Public sector workers have been misappropriating money and viewing "inappropriate content" while at work.
Some of the worst offenders were staff at the new Ministry of Business, Innovation and Employment, which dismissed four people for breaching computer and social media policies in the year to November.
One staffer was fired for using the computer system to "misappropriate" $1957.86. Three others in the ministry were dismissed for accessing information without a work purpose, documents released under the Official Information Act show.
The Department of Corrections - which has previously caught staff surfing porn sites and inappropriately viewing prisoners' details - had 20 breaches over the 12 months, including seven who were cautioned for viewing "inappropriate content".
Another resigned for the same offence, and one was given a formal warning.

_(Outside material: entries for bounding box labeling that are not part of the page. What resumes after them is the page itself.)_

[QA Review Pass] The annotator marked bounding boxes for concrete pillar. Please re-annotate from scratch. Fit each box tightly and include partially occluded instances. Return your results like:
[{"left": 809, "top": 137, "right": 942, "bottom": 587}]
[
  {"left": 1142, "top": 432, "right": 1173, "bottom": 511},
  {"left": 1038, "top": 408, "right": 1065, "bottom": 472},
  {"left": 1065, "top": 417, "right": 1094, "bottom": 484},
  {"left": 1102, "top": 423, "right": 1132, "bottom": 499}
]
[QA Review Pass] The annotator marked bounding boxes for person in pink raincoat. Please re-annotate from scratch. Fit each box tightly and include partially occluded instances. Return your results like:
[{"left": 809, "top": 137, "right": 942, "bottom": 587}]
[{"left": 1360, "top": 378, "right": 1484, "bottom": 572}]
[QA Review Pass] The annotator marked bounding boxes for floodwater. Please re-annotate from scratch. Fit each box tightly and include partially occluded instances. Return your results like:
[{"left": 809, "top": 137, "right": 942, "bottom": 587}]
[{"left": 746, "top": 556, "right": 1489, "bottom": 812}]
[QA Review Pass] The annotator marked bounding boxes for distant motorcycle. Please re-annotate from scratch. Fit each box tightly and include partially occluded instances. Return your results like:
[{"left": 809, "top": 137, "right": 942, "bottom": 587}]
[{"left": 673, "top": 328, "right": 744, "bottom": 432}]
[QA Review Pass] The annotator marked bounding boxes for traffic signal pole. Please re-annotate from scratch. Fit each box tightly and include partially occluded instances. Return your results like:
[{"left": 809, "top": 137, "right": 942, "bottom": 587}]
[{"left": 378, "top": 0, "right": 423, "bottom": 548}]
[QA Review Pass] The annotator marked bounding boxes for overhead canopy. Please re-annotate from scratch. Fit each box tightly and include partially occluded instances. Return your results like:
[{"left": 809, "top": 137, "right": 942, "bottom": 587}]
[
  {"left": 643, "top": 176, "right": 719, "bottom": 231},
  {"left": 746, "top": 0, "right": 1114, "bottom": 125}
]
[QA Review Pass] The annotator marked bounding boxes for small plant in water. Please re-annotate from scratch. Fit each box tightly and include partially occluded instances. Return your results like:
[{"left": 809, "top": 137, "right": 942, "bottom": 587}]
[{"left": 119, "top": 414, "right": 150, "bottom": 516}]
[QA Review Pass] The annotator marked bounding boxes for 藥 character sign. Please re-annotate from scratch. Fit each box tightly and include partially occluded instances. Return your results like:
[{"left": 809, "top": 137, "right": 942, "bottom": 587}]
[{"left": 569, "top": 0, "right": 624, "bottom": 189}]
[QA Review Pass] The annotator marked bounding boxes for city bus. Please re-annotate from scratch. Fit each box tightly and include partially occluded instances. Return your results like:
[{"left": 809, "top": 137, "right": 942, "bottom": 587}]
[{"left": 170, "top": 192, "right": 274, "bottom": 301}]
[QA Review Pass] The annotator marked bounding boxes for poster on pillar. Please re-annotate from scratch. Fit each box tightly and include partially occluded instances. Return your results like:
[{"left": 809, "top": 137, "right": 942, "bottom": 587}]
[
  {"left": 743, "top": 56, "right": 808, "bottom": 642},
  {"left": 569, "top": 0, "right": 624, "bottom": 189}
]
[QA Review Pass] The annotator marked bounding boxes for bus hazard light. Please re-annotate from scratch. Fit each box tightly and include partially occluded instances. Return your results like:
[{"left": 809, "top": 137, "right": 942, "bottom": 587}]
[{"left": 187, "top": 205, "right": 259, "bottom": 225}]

Corrections did not respond to numerous requests - dating as far back as December - asking whether the "inappropriate content" was pornography.
Corporate services general manager Vince Arbuckle said that, as well as sexually explicit material, "inappropriate" material also included racist, offensive, or abusive material; copyright breaches; and "pejorative, knowingly inaccurate, unsubstantiated, discriminatory or defamatory" comments.
It did not refer only to websites. "This content is captured via the [specialised] software and includes inappropriate images viewed in emails, attachments, videos and websites."
None of the cases involved illegal behaviour, he said.
The Ministry of Social Development had two cases of misuse of email or internet. One resulted in a verbal warning, the other in a letter of caution. Neither involved the viewing of inappropriate websites.
The Department of Internal Affairs had two breaches, for which employees got formal warnings in each case.
The Ministry of Justice had three breaches, none of which were for viewing inappropriate websites. One staff member was "appropriately disciplined" but not fired, another resigned as part of the investigation, and a third was being disciplined.
MBIE refused to comment on its cases, citing "privacy of the individuals involved".
People and capability general manager Dave Conning issued a written statement saying the number of breaches was low, and the incidents had been acted on.
"MBIE has robust systems and processes in place to monitor computer use and all staff are informed about appropriate computer use. The ministry has taken strong action in response to these incidents".
It had four other breaches that did not result in dismissal, including the release of documents without authority, by a staff member who could not be identified.
The ministries of health and education had no reported breaches.